[HN Gopher] Coding Self-Attention, Multi-Head Attention, Cross-A...
___________________________________________________________________
Coding Self-Attention, Multi-Head Attention, Cross-Attention,
Causal-Attention
Author : rasbt
Score : 110 points
Date : 2024-01-14 14:29 UTC (8 hours ago)
(HTM) web link (magazine.sebastianraschka.com)
(TXT) w3m dump (magazine.sebastianraschka.com)
| atticora wrote:
| conscious, kon'sh@s, adjective -- Characterized by or having an
| awareness of one's environment and one's own existence,
| sensations, and thoughts. synonym: aware.
|
| Self-attention seems to be at least a proxy for "awareness of ...
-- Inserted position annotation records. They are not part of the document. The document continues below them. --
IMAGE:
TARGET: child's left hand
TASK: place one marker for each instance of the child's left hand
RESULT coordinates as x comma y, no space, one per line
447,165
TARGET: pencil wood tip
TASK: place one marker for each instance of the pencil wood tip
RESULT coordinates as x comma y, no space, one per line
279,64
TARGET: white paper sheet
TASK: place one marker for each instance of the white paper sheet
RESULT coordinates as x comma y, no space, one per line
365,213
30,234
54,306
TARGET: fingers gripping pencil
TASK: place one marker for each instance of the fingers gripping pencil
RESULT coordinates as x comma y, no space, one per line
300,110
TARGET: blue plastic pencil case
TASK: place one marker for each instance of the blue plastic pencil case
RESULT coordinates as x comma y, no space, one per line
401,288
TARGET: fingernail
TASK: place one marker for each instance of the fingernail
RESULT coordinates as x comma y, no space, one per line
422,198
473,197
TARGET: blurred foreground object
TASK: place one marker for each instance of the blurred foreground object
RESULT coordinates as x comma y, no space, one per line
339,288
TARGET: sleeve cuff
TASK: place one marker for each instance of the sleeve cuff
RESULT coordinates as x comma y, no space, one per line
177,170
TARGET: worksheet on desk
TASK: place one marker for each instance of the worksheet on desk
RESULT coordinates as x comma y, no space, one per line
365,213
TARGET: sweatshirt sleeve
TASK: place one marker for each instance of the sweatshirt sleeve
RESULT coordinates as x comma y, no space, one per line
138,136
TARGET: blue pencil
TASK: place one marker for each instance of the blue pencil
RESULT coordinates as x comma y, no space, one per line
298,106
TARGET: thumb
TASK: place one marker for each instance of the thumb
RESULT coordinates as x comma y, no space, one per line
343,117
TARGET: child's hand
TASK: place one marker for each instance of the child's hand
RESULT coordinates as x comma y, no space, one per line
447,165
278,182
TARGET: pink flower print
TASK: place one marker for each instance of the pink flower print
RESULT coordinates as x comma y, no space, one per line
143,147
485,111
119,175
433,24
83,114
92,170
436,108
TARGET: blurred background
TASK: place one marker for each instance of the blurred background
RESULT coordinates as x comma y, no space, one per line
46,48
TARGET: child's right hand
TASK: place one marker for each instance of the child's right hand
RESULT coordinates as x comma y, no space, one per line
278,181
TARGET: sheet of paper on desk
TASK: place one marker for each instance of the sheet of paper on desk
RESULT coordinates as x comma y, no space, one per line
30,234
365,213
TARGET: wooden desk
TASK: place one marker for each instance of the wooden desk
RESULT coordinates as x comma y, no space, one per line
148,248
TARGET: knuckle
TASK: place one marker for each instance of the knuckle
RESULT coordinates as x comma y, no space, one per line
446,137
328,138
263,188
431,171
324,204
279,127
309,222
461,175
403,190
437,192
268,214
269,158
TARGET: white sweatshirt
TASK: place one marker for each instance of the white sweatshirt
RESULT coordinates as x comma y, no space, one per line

| one's own existence." If that closed loop is the thing that
| converts sensibility into sentience, then maybe it's the source
| of LLM's leverage too. Is this language comprehension algorithm a
| sort of consciousness algorithm?
| dlkf wrote:
| It's debatable to what degree "attention" in LLMs relates to
| "attention" in psychology. See Cosma Shalizi's note on this
| http://bactra.org/notebooks/nn-attention-and-transformers.ht...
| sk11001 wrote:
| ML attention is nothing like human attention. I think it's
| madness to attempt to map concepts from one field we barely
| understand to another field we also barely understand just
| because they use overlapping language.
| jampekka wrote:
| Having done some research into human attention, I have to
| agree with Hommel et al: No one knows what attention is [1].
|
| In current ANNs "attention" is quite well defined: how to
| weigh some variables based on other variables. But
| anthropomorphizing such concepts indeed muddies things more
| than it clarifies. Including calling interconnected summation
| units with non-linear transformations "neural networks".
|
| But such (wrong) intuition pumping terminology does attract,
| well, attention, so they get adopted.
|
| [1]
| https://link.springer.com/article/10.3758/s13414-019-01846-w
| ben_w wrote:
| Careful, depending on who you ask there's 40 different
| definitions of the term. Any given mind, natural or artificial,
| may well pass some of these without passing all of them.
| kmeisthax wrote:
| No. Self-attention is more akin to kernel smoothing[0] on
| memorized training data that spits out a weighted probability
| graph. As for consciousness, LLMs are not particularly well
| aware of their own strengths and limitations, at least not
| unless you finetune them to know what they are and aren't good
| at. They also don't have sensors, so awareness of any
| environment is not possible.
|
| If you trained a neural network with an attention mechanism
| using data obtained from, say, robotics sensors; then it
| _might_ be able to at least have environmental awareness. The
| problem is that current LLM training approaches rely on large
| amounts of training data - easy to obtain for text, nonexistent
| for sensor input. I _suspect_ awareness of one 's own
| existence, sensations, and thoughts would additionally require
| some kind of continuous weight update[1], but I have no proof
| for that yet.
|
| [0] https://en.wikipedia.org/wiki/Kernel_smoother
|
| [1] Neural network weights are almost always trained in one big
| run, occasionally updated with fine-tuning, and almost never
| modified during usage of the model. All of ChatGPT's ability to
| learn from prior input comes from in-context learning which
| does not modify weights. This is also why it tends to forget
| during long conversations.
| f38zf5vdt wrote:
| As mentioned, these are all toy implementations and you should
| not use them in production. If you want to the fast, easy, and
| extremely optimized way of doing things, use
| torch.nn.MultiheadAttention or
| torch.nn.functional.scaled_dot_product_attention so that you get
| the optimal implementations. You can use xformers scaled dot
| product attention if you want the bleeding edge of performance.
|
| > (Note that the code presented in this article is intended for
| illustrative purposes. If you plan to implement self-attention
| for training LLMs, I recommend considering optimized
| implementations like Flash Attention, which reduce memory
| footprint and computational load.)
|
| Flash attention is already part of torch's kernels as of torch 2,
| but the latest versions and optimizations land in xformers first.
| radarsat1 wrote:
| It seems that there are some popular attention methods such as
| relative embeddings and rotary embeddings (rope embeddings?)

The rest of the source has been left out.